Patriotic Plays and Pageants for Young People eBook

This eBook from the Gutenberg Project consists of approximately 140 pages of information about Patriotic Plays and Pageants for Young People.

Patriotic Plays and Pageants for Young People eBook

This eBook from the Gutenberg Project consists of approximately 140 pages of information about Patriotic Plays and Pageants for Young People.

BRADFORD.  Silence!  Who else accuses Goody Gurton?

GOODWIFE HUBBARD. 
We’ve seen strange things about, have we not, neighbors?

ALL. 
Aye!  Aye!

GOODWIFE HUBBARD. 
Last night the wind wailed in my chimney.  And when I crossed the fields
at twilight I had a feeling that something followed me.
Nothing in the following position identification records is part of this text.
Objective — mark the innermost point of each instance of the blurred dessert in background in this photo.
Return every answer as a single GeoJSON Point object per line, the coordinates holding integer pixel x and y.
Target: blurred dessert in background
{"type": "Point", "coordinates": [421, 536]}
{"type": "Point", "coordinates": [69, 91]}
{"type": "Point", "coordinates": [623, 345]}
MERCY HUBBARD (piping up).  And Goodman Folger’s cow hath died since yesternight.  And Goody Gurton was seen going by the pasture.

VIGILANT WINTHROP. 
Aye, there be many signs.  Last night the moon rose red.

JOHN GILES. 
And the week before there were more bats flying than I have ever seen
in Salem.

GOODWIFE BROWN.  And Goodwife Eaton says that all night long in the woods behind her house there is something crying—­she cannot tell whether it be an owl or a child.

REPENTANCE FOLGER. 
Last eve, when the wind was blowing, something flapped past me like a
witch’s cloak.

BRADFORD. 
What have you to say to these things, Goody Gurton?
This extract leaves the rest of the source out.